We spent that night in Alausi, and after a little apartment-hunting the next day, left Lisa and Amanda there to start their new life. We arrived in Salasaka later that evening and Teresa and Fabion left me to start my new life as a volunteer at Katitawa School.

As soon as I got here I met Florian, a guy from Germany who has been here for four months (partly because he was robbed by pirates, but that’s another story). He took me to the volunteer hostel and introduced me to the other volunteers. There was Rebecca and Tim, a couple from the UK; Barbora and Matt, a couple from the Czech Republic; Yitka, also from the Czech Republic; and Pamela and Mark who are from the United States. Shortly after I arrived Vera came, and she is from Sweden, and then on Monday Meaghan from New Zealand arrived. (If I get home and am saying things in English with a foreign accent, it’s not my fault!)

The first night and the next morning felt so bizarre. Here I finally was in this tiny little town whose existence I had genuinely been questioning, meeting all these foreign people and the eighty year old man who almost single handedly runs the school, having long conversations about God with my first German friend, and making “mustahd mash” for dinner, all within about 1.5 hours of being here.  

After a couple days I got more used to things though, and now it couldn’t be more normal that there are conversations going on in at least three different languages at dinner.

On Monday I had my first day at the school. It’s about a forty minute hike from the hostel, a good bit of it straight uphill, so that combined with the altitude factor make a nice morning workout.
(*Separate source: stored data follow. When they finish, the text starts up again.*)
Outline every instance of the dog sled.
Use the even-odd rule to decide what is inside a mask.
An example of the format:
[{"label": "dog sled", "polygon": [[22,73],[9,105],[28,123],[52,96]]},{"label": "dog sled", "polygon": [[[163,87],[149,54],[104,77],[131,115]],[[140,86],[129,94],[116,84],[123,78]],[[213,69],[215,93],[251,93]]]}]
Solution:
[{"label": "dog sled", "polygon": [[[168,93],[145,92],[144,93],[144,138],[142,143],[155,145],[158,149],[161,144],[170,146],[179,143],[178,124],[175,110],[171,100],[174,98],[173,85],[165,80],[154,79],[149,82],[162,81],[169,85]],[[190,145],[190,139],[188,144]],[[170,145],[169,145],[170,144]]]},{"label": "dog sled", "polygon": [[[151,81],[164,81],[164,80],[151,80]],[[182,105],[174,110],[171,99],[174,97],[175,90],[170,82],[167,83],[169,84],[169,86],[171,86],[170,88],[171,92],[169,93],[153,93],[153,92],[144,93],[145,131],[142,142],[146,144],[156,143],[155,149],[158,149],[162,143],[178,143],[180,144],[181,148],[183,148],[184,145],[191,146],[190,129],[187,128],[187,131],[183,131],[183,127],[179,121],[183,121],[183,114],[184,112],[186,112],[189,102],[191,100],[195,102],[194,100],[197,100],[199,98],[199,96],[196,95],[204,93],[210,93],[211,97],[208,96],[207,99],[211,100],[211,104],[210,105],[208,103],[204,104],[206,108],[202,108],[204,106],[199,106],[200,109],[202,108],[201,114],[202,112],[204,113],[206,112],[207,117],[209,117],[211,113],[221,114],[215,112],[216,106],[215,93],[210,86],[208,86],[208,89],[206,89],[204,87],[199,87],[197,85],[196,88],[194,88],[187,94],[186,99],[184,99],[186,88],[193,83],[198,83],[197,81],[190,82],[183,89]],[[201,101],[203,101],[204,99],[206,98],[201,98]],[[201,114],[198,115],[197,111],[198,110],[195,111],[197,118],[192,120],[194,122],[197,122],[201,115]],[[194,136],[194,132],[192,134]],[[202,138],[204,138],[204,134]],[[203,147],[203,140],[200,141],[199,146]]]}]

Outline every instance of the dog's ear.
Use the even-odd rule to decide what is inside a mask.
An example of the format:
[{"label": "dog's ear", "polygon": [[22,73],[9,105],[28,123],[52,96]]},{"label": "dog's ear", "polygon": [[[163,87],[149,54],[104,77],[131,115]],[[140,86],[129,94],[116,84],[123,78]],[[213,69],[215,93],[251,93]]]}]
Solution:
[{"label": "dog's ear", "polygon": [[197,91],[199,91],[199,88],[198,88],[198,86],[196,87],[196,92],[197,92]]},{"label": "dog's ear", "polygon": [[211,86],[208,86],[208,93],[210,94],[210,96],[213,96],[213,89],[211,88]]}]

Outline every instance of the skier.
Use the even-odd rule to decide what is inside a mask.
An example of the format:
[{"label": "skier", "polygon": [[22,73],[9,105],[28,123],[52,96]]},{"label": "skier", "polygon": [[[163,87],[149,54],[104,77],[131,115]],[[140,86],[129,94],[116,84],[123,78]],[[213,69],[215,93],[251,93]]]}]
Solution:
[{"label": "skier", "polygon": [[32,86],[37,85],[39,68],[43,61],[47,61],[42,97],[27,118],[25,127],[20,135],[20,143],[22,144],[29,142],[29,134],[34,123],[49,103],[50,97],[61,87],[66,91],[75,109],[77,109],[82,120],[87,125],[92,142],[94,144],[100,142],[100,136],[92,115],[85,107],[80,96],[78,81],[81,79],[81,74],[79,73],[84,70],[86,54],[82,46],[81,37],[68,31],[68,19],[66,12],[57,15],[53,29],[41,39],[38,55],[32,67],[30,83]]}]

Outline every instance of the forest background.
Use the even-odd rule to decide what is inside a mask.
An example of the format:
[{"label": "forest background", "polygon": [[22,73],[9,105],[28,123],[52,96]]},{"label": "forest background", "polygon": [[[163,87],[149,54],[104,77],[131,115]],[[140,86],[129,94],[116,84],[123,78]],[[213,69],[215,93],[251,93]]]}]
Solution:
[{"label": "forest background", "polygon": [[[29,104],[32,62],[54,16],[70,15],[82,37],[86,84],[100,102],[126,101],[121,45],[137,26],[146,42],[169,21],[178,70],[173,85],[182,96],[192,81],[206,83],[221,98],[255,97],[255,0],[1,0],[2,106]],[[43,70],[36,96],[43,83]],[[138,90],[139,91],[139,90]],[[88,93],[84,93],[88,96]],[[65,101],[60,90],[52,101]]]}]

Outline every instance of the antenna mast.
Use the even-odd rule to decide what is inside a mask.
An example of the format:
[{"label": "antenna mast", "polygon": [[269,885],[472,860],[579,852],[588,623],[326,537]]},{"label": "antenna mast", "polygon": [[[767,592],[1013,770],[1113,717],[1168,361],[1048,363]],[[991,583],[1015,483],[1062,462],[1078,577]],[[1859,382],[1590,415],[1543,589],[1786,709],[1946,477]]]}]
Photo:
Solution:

I was assigned to help with the kindergarten class, but the paid teacher didn’t show up that day and it turned out to be just me and ten little wild children. We all made it out alive though and at that point that was my main goal.

I do enjoy life here, but it’s quite a bit more rustic than it was with Teresa. The hostel is creaky and cold, there is no hot water for showers (unless it’s heated on the stove) and we wash our clothes by hand. Right now the internet isn’t working here so the nearest access is here at the internet café in “downtown” Salasaka. It’s about a thirty minute walk, unless you hitch a ride in the back of one of the pick-up trucks that serve as the local taxis. You can even get a ride with an unofficial taxi, which is basically just anyone with a truck.

Every morning at 6:30, Robert (the eighty year old director) makes a big pot of oatmeal for everyone’s breakfast. We eat our lunch at the school, which usually consists of rice and beets, soup and popcorn, or rice and lentils, depending on the day. For dinner the volunteers take turns going shopping and cooking for everyone on a budget of $1.25 per person. So far the dinners have been really good and it’s always nice to sit down with everyone after a long day.

It is so gorgeous here that most days when I wake up and walk outside I think "Seriously?? This is where I live?!" The hostel has a back deck that sits on the edge of a hill looking over a valley and the mountains in the distance. The view is amazing day and night, and on a clear day you can see up to four snow-capped volcanoes. On most nights after getting back from working at the school we all sit and watch the sunset from the deck and read or chat about the day.

As far as the work goes though, at this point I liked what I was doing in Quito better. I miss the kids at the ministry and my little family at the Susong’s. I don’t feel like I’m making much of a difference here, and unless I find out a way to do that I’ll probably be heading back to Quito pretty soon. This is a beautiful and unique place and I have enjoyed the past few days, but there’s something missing for me.

Thank you for reading and for the encouraging comments about my last post, you all mean the world to me!